ARVAK Center comment, 19.04.2024
Russia has withdrawn the RPC – its “peacekeeping contingent” from Nagorno-Karabakh. This is a 2000-man-strong grouping armed with small arms and light armored vehicles. At the same time, there is unconfirmed information that a contingent of 500 Russian military personnel will remain in Nagorno-Karabakh at least until the fall of 2025. If the information is confirmed, one should assume that the remaining unit will perform a purely symbolic function of “face-saving” for Moscow, which abandoned its commitments following the results of the “November 9, 2020 Agreement” orchestrated by the same Moscow.
Anyway, such a decision hardly changes the essence of this high-profile event, which is nothing more than the next step in Russia’s systematic abandonment of its “zone of historical responsibility”.
In their comments, the official representatives of the Russian authorities, as expected, avoid interpreting the RPC’s withdrawal within the logics of Moscow’s global retreat from its positions and, moreover, do not emphasize the historical context of the happening.

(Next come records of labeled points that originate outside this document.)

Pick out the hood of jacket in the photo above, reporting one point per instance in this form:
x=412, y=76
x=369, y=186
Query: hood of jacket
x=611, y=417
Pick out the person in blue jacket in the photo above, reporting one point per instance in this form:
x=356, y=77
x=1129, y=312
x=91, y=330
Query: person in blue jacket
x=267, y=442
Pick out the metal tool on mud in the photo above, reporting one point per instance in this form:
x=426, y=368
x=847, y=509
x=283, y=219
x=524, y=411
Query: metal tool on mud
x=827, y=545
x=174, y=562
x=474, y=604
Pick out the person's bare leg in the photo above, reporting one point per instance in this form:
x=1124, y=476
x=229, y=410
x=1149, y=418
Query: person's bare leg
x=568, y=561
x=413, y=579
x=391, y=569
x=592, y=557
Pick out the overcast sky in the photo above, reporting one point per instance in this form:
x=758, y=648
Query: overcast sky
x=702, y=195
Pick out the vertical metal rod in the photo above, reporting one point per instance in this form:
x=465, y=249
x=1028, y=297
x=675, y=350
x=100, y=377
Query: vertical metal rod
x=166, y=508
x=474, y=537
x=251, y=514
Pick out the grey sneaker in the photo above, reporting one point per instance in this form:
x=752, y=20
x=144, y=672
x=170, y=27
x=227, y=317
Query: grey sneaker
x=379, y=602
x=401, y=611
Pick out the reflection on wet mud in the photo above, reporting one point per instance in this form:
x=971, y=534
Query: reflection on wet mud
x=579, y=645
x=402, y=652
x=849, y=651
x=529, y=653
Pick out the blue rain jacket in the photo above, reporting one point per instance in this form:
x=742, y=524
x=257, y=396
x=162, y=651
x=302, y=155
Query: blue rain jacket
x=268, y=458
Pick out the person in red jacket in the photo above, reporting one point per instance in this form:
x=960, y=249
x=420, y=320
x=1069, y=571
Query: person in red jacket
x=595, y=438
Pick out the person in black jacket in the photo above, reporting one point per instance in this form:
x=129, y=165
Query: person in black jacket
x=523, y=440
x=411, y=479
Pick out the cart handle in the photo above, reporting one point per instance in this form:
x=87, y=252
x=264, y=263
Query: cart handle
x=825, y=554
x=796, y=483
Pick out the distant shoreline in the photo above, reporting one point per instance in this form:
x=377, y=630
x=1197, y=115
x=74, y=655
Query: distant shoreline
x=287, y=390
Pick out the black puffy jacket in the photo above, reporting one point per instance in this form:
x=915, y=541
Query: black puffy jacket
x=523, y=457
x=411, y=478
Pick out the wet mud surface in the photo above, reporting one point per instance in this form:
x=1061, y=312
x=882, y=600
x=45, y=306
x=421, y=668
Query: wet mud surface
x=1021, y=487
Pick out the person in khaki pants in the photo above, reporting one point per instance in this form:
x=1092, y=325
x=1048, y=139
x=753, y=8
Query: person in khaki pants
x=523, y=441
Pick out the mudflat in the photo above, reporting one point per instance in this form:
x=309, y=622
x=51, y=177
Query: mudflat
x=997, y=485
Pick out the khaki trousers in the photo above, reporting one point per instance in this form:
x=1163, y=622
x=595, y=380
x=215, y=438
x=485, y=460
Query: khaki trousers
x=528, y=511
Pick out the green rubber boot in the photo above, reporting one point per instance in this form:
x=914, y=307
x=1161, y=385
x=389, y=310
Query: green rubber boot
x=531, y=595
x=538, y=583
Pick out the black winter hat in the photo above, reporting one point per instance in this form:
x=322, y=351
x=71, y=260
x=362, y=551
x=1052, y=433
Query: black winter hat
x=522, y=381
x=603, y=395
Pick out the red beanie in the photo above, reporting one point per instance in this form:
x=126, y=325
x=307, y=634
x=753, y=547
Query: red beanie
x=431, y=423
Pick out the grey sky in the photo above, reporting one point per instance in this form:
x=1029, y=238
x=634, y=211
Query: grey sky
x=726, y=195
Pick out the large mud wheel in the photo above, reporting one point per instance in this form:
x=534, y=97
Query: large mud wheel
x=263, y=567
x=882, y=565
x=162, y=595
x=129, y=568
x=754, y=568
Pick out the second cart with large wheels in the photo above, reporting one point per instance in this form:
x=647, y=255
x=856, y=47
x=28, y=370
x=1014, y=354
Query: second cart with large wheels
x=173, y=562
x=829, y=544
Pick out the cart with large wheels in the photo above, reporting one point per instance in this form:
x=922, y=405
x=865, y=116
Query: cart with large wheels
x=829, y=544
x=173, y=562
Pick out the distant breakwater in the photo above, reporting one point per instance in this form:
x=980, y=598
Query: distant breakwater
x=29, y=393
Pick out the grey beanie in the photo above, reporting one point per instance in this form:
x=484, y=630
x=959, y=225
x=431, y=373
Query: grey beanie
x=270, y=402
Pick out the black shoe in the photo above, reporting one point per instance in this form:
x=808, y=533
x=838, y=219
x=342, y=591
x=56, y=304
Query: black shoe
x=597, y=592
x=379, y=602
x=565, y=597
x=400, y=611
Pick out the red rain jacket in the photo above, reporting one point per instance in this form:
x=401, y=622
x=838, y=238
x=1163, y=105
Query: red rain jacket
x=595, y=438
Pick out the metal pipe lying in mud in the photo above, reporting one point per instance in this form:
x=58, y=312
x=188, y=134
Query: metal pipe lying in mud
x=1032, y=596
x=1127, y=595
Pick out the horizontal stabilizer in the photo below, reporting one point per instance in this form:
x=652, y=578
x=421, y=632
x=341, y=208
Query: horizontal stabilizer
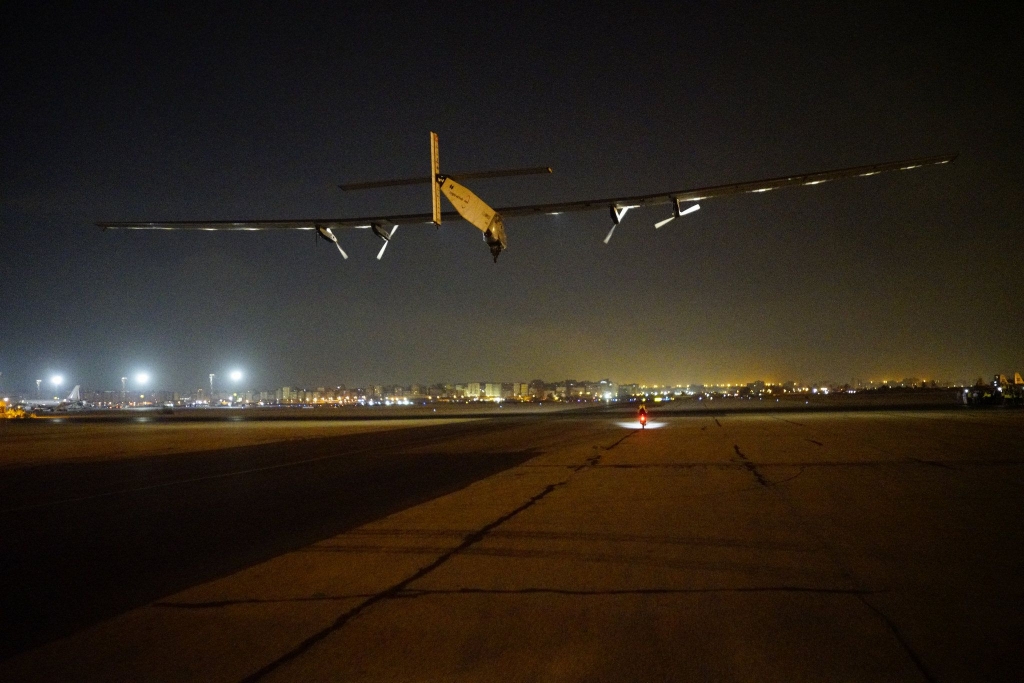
x=422, y=180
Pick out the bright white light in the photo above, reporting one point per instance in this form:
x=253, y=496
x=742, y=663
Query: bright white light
x=635, y=424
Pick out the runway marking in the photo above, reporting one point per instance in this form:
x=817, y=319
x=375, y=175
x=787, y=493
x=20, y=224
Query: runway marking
x=208, y=477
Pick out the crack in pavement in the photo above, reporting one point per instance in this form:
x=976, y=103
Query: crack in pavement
x=898, y=635
x=217, y=604
x=751, y=467
x=637, y=591
x=395, y=590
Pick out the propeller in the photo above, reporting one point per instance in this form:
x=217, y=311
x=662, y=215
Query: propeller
x=617, y=213
x=676, y=214
x=329, y=236
x=381, y=231
x=387, y=241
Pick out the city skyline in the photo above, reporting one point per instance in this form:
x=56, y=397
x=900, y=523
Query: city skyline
x=902, y=273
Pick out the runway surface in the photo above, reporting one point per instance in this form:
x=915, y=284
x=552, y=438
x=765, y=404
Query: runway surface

To varying degrees, the Russian expert circles recognize the fact of a large-scale geopolitical failure in the South Caucasus, but try to explain it in terms of pressure from the Western coalition and regional actors. But not the miscalculations of the Russian diplomacy and other agencies responsible for the implementation of country’s foreign policy.
In general, the attempt is being made to justify the failure of Moscow’s “Karabakh policy”, which has slipped into a grander version of the notorious Operation “Ring” of 1991, either with reference to “the Armenian authorities’ collusion with Western actors” or with reference to the existential necessity of sacrificing “one military base” in order to save “something more valuable” in Ukraine and the future of Russia itself. Meanwhile, who, if not the author of this formulation, a known Russian orientalist Mr. Satanovsky, knows that in the historical context we are talking not about “a base”, but about the keys that some three centuries ago were handed over to the Russian autocrats, by the Karabakh princes (meliks) and clergy who, thus opening the door to the South Caucasus for Russia. These are the very “keys” that Moscow, violating sacred symbols and ignoring the manifesto of its own historical mission as the ‘Third Rome” called to protect small Christian nations, is calmly and unrepentantly handing over to those who are ready to fight for the South Caucasus
All is left is to see who is going to get the South Caucasian inheritance of the “Russian statehood”. The Turkish-Israeli “military-political consortium” under British patronage or to the resurgent “Iranian imperialism”, from which the region was once taken away because of its failure? Could it be that Tehran, on the threshold of “hot events” on the territory of Azerbaijan, asked Moscow to leave in order not to fall under its blow? Or perhaps Moscow’s priority is still the formula “if not ours, then nobody else’s“, considering the awaited bloody and destructive rivalry between the contenders for the South Caucasus? And afterwards, as they put it, the situation will tell what to do?
Is that what another, no less authoritative, Russian political scientist, a leading research fellow of the Institute for International Studies at MGIMO Sergei Markedonov is alluding to, arguing in the context of the events that “any withdrawal is not a condemnation, but retreat is a completely legitimate way not only of military affairs, but also of “great geopolitics”, and that “the withdrawal of the Russian peacekeeping contingent from NK is not the end of history, if we assess it calmly and rationally”?
One can only guess who Mr. Markedonov is calling not to believe in the “end of history” and to assess “calmly and rationally”. The Russian power, which may one day return to the South Caucasus, or the Armenian people, which will face new challenges and struggles.
And yet, an important question remains: has Moscow eventually gained a free hand in relations with Azerbaijan by leaving Nagorno Karabakh? Will it establish qualitatively new relations with Yerevan, or will it still insist on the necessity of implementing the trilateral agreements of 2020-2022, including the realization of the so-called “Zangezur Corridor”?